When a small group of us were asked to lead the planning of the 2015 Wild Rose Signature Event we eagerly stepped up to the challenge. Although the group was seasoned in our varied areas of practice, it quickly became clear that most of us did not have extensive experience planning a conference. Furthermore, 2015 has been a particularly economically challenged time for Albertans. This was not going to be a year with ample professional development budgets and time available for our members to attend a conference. However, we didn’t want this to stop us altogether from providing a valuable learning and networking opportunity for our peers. We knew we needed to offer a diverse, valuable and short program at an enticing, reasonable cost.
In the end, our lack of collective conference planning experience is what helped us to plan for an event that needed to be different, unique, and adaptive to the context we found ourselves in. We weren’t tied to expectations of a typical conference as we didn’t believe participants (or employers) would be able or interested in attending a multi-day, more fee intensive event. As we navigated through these new waters, we relied heavily on those on our Board that did have more experience with SE planning.
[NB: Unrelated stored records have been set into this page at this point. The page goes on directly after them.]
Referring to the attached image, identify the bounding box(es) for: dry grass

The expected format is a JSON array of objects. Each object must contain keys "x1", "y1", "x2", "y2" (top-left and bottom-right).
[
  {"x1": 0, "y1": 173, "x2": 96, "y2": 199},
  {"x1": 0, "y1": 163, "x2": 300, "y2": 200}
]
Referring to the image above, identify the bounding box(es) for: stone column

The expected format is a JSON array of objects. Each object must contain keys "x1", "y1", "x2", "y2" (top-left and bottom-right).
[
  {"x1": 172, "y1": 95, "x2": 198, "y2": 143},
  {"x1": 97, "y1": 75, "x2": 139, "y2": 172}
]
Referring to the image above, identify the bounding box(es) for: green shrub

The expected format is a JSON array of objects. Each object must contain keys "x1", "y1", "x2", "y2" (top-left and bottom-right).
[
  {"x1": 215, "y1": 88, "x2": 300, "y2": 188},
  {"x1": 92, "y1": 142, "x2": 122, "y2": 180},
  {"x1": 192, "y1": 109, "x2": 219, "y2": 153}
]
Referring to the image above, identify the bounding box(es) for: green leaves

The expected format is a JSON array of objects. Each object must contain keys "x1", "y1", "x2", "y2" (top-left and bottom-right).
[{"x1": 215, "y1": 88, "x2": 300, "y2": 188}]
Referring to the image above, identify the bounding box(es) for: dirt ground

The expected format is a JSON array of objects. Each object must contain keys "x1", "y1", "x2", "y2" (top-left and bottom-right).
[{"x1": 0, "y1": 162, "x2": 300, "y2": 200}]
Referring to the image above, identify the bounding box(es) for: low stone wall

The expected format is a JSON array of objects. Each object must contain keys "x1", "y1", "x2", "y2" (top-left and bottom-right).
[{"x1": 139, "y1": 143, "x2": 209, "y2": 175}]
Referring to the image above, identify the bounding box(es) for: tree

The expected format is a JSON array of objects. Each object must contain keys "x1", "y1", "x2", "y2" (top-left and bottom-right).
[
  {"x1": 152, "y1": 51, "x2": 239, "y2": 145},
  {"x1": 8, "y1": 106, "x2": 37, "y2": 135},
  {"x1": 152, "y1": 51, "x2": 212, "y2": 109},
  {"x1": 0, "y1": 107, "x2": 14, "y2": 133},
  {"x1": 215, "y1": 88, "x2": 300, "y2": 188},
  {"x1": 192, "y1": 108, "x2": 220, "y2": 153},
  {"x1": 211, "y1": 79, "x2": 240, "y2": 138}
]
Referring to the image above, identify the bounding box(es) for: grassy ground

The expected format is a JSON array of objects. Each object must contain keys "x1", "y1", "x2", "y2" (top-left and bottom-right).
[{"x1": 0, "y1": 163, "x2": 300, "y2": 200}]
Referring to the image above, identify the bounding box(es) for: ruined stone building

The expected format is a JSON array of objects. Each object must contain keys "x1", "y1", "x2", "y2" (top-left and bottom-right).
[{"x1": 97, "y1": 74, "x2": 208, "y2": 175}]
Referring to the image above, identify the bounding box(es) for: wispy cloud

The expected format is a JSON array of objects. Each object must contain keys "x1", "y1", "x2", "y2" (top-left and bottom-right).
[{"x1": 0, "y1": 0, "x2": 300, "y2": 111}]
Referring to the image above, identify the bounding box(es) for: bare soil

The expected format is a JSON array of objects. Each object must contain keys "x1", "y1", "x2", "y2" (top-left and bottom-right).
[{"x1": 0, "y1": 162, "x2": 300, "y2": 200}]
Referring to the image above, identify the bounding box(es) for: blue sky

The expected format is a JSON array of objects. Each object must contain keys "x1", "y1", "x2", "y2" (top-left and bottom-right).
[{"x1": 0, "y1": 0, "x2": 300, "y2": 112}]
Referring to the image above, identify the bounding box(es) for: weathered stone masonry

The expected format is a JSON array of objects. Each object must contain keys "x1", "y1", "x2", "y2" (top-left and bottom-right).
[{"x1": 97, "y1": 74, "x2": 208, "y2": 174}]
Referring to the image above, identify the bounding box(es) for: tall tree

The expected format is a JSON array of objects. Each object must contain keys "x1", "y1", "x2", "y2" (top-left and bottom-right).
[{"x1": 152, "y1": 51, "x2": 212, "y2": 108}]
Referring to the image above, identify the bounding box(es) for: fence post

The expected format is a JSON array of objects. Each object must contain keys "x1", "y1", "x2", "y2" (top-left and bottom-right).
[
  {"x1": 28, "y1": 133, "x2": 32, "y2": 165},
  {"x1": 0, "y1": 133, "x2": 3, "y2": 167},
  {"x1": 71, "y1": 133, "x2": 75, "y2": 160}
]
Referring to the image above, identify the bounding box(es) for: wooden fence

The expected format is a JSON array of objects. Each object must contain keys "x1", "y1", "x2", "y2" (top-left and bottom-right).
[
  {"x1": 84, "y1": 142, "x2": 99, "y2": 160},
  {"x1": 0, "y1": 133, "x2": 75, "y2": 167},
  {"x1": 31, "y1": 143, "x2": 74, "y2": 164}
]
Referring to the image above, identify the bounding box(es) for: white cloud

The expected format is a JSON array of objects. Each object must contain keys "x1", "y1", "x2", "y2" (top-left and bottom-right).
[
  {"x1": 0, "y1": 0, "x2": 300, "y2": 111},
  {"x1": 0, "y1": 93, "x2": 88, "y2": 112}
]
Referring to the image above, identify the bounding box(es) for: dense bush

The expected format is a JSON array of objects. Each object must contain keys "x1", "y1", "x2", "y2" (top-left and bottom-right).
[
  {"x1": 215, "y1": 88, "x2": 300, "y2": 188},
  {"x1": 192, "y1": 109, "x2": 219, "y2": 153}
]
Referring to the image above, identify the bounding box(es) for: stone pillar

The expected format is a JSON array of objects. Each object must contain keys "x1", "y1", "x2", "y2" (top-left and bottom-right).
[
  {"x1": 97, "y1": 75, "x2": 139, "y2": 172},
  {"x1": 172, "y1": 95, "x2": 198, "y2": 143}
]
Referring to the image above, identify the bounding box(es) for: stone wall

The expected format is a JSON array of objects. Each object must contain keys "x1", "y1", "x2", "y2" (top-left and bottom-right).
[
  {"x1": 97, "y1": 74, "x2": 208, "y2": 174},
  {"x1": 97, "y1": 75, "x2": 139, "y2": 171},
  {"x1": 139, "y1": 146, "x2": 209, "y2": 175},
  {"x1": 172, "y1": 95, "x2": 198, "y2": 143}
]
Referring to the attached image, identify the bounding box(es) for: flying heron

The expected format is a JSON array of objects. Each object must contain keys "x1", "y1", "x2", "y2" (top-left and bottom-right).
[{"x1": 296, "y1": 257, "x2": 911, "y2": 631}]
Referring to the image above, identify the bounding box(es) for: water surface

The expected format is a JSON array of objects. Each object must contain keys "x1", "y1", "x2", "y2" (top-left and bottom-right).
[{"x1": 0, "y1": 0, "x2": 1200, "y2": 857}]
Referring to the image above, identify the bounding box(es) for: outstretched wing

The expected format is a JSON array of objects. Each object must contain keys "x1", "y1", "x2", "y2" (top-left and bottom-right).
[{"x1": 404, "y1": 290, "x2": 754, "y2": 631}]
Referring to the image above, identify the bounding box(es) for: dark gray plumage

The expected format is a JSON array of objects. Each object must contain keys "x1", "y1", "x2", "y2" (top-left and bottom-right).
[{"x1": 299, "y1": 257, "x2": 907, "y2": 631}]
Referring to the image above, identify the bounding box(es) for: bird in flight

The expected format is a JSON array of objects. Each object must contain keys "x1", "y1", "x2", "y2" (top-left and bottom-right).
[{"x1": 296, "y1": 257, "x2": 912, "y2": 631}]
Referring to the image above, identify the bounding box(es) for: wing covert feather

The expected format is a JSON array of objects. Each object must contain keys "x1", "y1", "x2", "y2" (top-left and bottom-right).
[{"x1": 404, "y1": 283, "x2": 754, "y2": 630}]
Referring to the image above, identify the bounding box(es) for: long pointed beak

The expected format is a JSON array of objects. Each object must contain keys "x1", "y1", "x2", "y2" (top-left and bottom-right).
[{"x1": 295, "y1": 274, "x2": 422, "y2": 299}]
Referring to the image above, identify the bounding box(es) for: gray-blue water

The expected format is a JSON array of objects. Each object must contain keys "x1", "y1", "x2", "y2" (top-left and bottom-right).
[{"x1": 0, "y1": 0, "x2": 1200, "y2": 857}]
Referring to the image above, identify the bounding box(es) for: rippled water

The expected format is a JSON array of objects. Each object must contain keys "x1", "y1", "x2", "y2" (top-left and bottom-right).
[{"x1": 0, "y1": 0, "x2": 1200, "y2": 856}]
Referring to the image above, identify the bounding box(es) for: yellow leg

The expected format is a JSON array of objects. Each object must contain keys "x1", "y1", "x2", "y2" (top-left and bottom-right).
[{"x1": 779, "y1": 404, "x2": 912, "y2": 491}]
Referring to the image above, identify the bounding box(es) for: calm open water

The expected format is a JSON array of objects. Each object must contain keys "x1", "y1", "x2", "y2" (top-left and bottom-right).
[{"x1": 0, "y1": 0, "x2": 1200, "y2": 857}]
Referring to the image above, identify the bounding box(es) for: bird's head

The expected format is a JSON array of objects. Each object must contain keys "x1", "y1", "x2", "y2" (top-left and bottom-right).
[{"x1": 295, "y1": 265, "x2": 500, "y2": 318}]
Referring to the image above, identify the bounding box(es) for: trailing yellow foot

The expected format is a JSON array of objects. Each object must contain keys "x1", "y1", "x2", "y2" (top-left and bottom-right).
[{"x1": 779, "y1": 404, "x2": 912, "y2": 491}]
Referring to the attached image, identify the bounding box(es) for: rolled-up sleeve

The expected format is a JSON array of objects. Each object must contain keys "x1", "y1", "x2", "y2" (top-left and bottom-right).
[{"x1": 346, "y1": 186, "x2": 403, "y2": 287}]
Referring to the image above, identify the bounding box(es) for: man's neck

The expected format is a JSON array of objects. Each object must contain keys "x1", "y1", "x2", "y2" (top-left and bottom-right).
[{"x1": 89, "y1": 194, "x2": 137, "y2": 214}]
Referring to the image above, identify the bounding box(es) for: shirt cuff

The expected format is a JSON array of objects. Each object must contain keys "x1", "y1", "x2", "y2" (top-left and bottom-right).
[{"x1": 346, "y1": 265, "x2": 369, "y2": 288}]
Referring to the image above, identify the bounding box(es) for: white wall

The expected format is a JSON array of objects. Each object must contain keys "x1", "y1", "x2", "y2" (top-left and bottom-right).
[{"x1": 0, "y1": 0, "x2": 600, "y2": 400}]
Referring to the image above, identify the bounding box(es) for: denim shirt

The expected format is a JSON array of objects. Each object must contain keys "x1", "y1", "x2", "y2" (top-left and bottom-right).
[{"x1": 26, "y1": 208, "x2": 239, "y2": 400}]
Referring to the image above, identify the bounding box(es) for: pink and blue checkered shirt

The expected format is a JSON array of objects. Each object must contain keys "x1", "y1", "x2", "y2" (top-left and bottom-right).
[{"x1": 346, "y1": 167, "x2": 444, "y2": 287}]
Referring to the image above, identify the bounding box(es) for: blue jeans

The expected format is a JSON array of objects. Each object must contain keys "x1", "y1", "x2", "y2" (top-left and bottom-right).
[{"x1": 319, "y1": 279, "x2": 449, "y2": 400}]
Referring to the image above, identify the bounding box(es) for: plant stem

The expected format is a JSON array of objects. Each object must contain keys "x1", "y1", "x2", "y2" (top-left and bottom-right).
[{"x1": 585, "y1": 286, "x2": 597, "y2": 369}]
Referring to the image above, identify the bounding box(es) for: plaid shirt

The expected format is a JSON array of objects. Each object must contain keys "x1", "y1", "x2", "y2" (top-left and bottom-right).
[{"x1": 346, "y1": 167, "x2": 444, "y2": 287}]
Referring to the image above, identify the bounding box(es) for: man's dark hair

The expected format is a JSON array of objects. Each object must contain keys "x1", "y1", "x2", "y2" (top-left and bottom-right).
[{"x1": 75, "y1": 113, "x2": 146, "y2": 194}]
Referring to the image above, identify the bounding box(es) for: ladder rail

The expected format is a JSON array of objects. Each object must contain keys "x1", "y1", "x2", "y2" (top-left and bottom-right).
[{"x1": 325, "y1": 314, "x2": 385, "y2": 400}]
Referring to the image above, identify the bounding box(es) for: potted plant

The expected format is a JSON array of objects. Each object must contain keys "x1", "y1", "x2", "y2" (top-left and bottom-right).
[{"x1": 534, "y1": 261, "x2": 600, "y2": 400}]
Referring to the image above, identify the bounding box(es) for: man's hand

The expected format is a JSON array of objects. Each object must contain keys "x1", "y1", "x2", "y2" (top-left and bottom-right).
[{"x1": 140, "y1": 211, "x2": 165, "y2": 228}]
These individuals acted as a great sounding board and were more than willing to lend extra hands to get things done.
With this in mind the group settled on more of a “house party” feel for the day-long experience – less structured and more focused more on a relaxed, interactive atmosphere. We wanted people to enjoy the act of learning as much as they were interested in the content of what was being taught.
Key to this process was the perfect venue. We chose a warehouse-style, think-tank space that allowed for free and easy flow of movement, maximized interaction and was comfortable (think big living room couches and chairs). Foregoing the pricey catered hotel venue worked much better for our budget and allowed us to think more creatively on how the event could unfold. We ordered food that was reminiscent of breakfast at a kitchen table (which there was a long one off to the side of the room) or lunch that was likened to a back yard BBQ. This helped in setting our desired mood and kept costs manageable.
Thankfully, we were provided with outstanding proposals from speakers and we ultimately chose an agenda that was diverse and eclectic enough to provide wide appeal since we weren’t able to provide multiple concurrent sessions:
- Brenda Walton, Kairos Creative Solutions – Ice Breaker
- Deborah Eastlick, Alberta Energy Regulator (AER) – Defining and Achieving Best in Class Engagement
- Leighton Ginther and Bob Mack, Urban Systems – Visualizing Change
- Darryl Zerr, Zerr Communications – Create Your Own Narrative – Tell the Story Before They Do
We were also extremely grateful for the sponsorship we received (which we also kept low) in response to our adaptive format. Increased interest in sponsorship allowed us to provide more bang for the buck for our participants thanks to Canadian Trainers Collective, TransCanada, SustaiNet Software and, ISL Engineering and Land Services.
On the day of the event there were nearly 60 participants. Feedback surveys indicated an extremely high rate of enthusiasm for the day:
- “Awesome Day – I LOVED the value”
- “Inspired my work in the field”
- “Loved all of the activities”
- “Excellent event, it was energizing, practical and uplifting”
- “Innovative and collaborative”
- “Great job! I really enjoyed the day! Good flow and energy”
- “Best SE I’ve been to”
Despite the amount of work it took from the SE committee of volunteers to hold this event, no one regretted their time and commitment. The group, in fact, was invigorated by the day and its success. The lessons learned will certainly be taken forward in subsequent year despite what the economy chooses to do.